- Directed by: Andrey Zaytsev
- Written by: Andrey Zaytsev
- Produced by: Elena Gromova; Andrey Zaytsev;
- Starring: Svetlana Kryuchkova; Aleksandr Adabashyan; Polina Gukhman; Aleksandr Zamurayev; Lyudmila Motornaya; Makr Gaass; Anna Ukolova;
- Cinematography: Irina Uralskaya
- Edited by: Andrey Zaytsev
- Production company: September Film Studio
- Distributed by: SB Film
- Release date: October 16, 2025 (Russia);
- Running time: 109 minutes
- Country: Russia
- Language: Russian
- Budget: ₽98 million
- Box office: ₽3.1 million

= Two People in One Life and a Dog =

Two People in One Life and a Dog (Двое в одной жизни, не считая собаки) is a 2025 Russian romantic drama film written, produced, and directed by Andrey Zaytsev. It stars Svetlana Kryuchkova and Aleksandr Adabashyan.
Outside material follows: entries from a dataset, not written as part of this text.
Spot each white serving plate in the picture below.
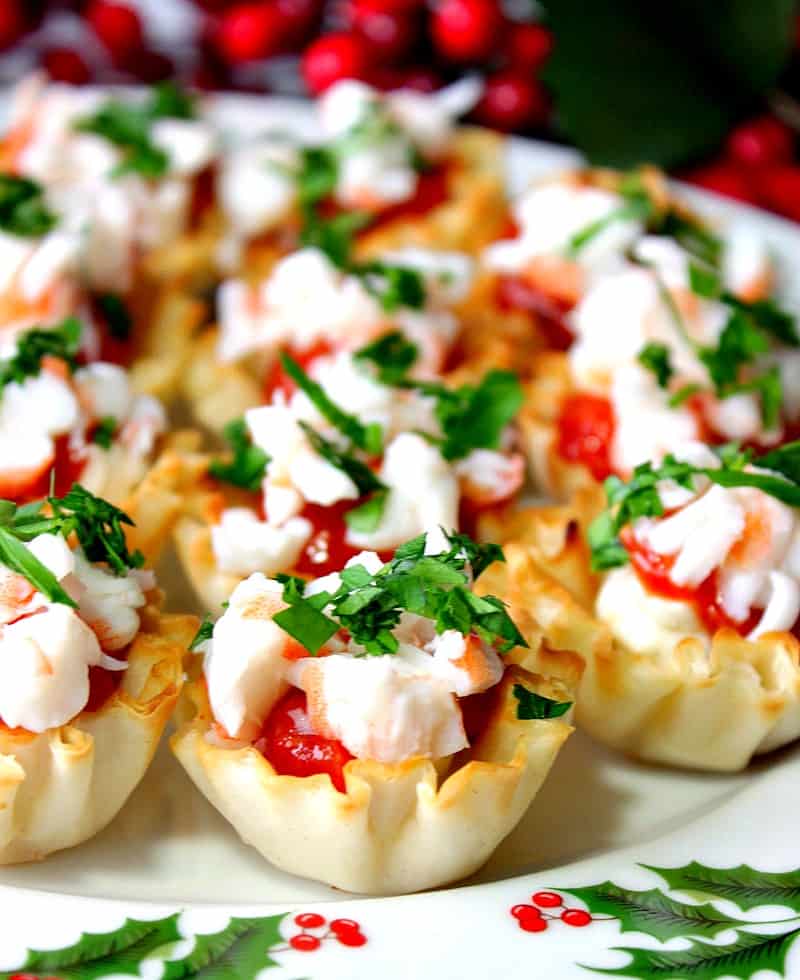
[0,96,800,980]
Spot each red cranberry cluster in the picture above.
[686,116,800,221]
[0,0,552,132]
[511,892,594,932]
[289,912,367,953]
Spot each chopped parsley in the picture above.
[274,534,527,656]
[92,415,119,449]
[638,341,674,388]
[76,82,194,178]
[208,418,269,492]
[511,684,572,721]
[0,483,144,608]
[47,483,144,575]
[94,293,133,340]
[0,317,83,391]
[0,174,58,238]
[298,422,389,532]
[354,330,419,385]
[281,352,383,456]
[398,370,524,462]
[189,613,214,650]
[587,441,800,571]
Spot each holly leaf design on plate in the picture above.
[0,913,182,980]
[0,913,285,980]
[569,881,744,942]
[161,915,285,980]
[588,929,800,980]
[642,861,800,912]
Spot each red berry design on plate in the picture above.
[302,33,369,95]
[726,116,794,167]
[294,912,325,929]
[531,892,564,909]
[431,0,504,62]
[86,0,144,64]
[475,71,550,131]
[561,909,592,928]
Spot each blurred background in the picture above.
[6,0,800,221]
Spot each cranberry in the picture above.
[505,24,553,72]
[561,909,592,928]
[351,0,419,62]
[42,48,91,85]
[0,0,28,50]
[217,3,284,64]
[511,905,542,919]
[331,919,361,936]
[475,71,550,131]
[86,0,144,65]
[431,0,504,62]
[686,163,755,204]
[531,892,564,909]
[758,164,800,221]
[301,33,369,95]
[275,0,323,47]
[727,116,794,167]
[294,912,325,929]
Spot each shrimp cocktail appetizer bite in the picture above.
[488,442,800,771]
[161,318,525,608]
[0,484,197,864]
[172,530,570,894]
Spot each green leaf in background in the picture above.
[0,914,181,980]
[0,913,285,980]
[643,861,800,912]
[588,929,800,980]
[542,0,795,167]
[568,881,745,942]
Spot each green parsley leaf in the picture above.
[94,293,133,340]
[0,174,58,238]
[298,421,388,496]
[189,613,214,650]
[353,330,419,385]
[344,489,389,534]
[667,382,703,408]
[432,370,524,461]
[637,341,674,388]
[511,684,572,721]
[208,418,270,492]
[360,261,425,313]
[587,441,800,571]
[689,262,722,299]
[300,208,372,269]
[47,483,144,575]
[281,352,383,456]
[75,82,194,179]
[0,317,83,391]
[0,527,78,608]
[92,415,117,449]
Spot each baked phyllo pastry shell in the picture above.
[517,351,597,501]
[0,607,197,864]
[481,494,800,772]
[171,668,572,894]
[356,126,506,259]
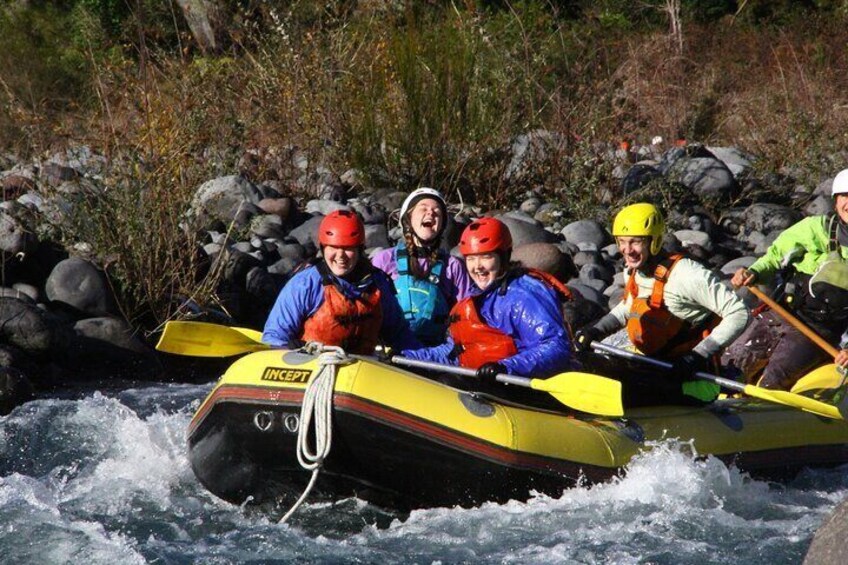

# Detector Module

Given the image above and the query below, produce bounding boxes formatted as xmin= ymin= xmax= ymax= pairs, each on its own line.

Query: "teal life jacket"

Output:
xmin=395 ymin=241 xmax=450 ymax=345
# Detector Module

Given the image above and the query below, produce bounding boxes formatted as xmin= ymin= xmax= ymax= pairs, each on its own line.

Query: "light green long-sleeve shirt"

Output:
xmin=597 ymin=258 xmax=750 ymax=357
xmin=748 ymin=216 xmax=848 ymax=284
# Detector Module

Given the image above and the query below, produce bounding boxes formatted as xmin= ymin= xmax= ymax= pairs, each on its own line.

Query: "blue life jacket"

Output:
xmin=395 ymin=241 xmax=450 ymax=345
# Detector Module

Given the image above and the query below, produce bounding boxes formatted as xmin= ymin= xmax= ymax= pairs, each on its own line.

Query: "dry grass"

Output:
xmin=0 ymin=2 xmax=848 ymax=326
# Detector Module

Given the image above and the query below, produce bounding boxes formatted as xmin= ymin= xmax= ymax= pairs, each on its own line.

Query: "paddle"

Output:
xmin=156 ymin=322 xmax=624 ymax=416
xmin=156 ymin=322 xmax=269 ymax=357
xmin=392 ymin=355 xmax=624 ymax=416
xmin=591 ymin=342 xmax=845 ymax=420
xmin=745 ymin=285 xmax=839 ymax=357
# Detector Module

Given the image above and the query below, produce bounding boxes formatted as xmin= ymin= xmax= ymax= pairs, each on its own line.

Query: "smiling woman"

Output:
xmin=403 ymin=218 xmax=572 ymax=386
xmin=262 ymin=210 xmax=419 ymax=355
xmin=371 ymin=187 xmax=473 ymax=345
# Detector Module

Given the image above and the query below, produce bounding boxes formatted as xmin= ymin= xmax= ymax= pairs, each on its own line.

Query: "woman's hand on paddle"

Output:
xmin=730 ymin=267 xmax=757 ymax=288
xmin=833 ymin=349 xmax=848 ymax=369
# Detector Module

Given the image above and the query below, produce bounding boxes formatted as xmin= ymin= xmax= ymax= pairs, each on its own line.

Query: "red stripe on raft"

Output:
xmin=188 ymin=386 xmax=580 ymax=475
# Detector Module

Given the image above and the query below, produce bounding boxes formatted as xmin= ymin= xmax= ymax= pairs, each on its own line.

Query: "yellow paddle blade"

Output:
xmin=156 ymin=322 xmax=268 ymax=357
xmin=789 ymin=363 xmax=845 ymax=398
xmin=530 ymin=372 xmax=624 ymax=416
xmin=745 ymin=385 xmax=844 ymax=420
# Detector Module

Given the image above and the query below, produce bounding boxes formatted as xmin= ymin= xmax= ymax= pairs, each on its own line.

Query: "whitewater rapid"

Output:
xmin=0 ymin=384 xmax=848 ymax=565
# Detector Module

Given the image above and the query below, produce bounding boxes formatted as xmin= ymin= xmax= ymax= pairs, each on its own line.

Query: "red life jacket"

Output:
xmin=448 ymin=269 xmax=572 ymax=369
xmin=301 ymin=263 xmax=383 ymax=355
xmin=622 ymin=254 xmax=720 ymax=357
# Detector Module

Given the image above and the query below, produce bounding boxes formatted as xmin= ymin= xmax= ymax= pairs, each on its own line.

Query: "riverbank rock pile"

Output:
xmin=0 ymin=137 xmax=837 ymax=410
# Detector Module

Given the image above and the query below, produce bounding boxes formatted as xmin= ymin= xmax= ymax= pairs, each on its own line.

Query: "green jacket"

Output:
xmin=748 ymin=216 xmax=848 ymax=283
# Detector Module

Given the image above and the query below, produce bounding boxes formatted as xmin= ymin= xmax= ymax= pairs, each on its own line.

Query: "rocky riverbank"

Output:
xmin=0 ymin=139 xmax=837 ymax=413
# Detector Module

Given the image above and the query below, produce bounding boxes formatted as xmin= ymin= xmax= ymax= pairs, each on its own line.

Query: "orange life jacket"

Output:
xmin=622 ymin=254 xmax=720 ymax=357
xmin=301 ymin=264 xmax=383 ymax=355
xmin=448 ymin=269 xmax=573 ymax=369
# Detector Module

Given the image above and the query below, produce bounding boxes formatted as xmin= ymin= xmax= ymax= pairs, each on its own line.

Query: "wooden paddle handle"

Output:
xmin=746 ymin=285 xmax=839 ymax=357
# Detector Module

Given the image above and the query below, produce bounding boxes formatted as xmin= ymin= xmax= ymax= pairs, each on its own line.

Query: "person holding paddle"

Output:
xmin=371 ymin=187 xmax=474 ymax=345
xmin=575 ymin=203 xmax=749 ymax=406
xmin=262 ymin=210 xmax=421 ymax=355
xmin=725 ymin=169 xmax=848 ymax=390
xmin=403 ymin=218 xmax=572 ymax=383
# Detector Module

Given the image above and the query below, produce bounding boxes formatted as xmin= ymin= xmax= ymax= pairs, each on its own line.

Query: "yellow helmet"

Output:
xmin=612 ymin=202 xmax=665 ymax=255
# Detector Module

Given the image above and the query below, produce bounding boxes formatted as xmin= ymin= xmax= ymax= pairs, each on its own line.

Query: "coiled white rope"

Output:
xmin=280 ymin=342 xmax=353 ymax=524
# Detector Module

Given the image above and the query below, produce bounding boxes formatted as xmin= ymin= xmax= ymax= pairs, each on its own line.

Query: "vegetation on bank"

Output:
xmin=0 ymin=0 xmax=848 ymax=328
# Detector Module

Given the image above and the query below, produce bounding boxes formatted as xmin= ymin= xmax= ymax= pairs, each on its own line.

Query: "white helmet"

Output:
xmin=830 ymin=169 xmax=848 ymax=198
xmin=398 ymin=186 xmax=448 ymax=229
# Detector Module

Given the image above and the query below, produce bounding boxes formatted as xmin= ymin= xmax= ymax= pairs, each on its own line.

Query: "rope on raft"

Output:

This film was theatrically released on October 16, 2025.

== Plot ==
The film tells the story of an intelligent elderly couple living in St. Petersburg, separated from their children. Despite loneliness and a difficult past, they have managed to maintain their warmth, wisdom, patience, and forgiveness.

== Cast ==
- Svetlana Kryuchkova as Lyudmila Pavlovna
- Aleksandr Adabashyan as Igor Nikolayevich
- Polina Gukhman as Polina
- Aleksandr Zamurayev as Polina's father
- Lyudmila Motornaya as Polina's mother
- Makr Gaass as Polina's boyfriend
- Anna Ukolova
- Dmitry Blokhin as a fraudster
- Ilya Del as a student

== Production ==
Filming took place in the Saint Petersburg.

== Release ==
The film competed in the main competition of the 48th Moscow International Film Festival (Audience Award). The film was released in Russia on October 16, 2025, by SB Film.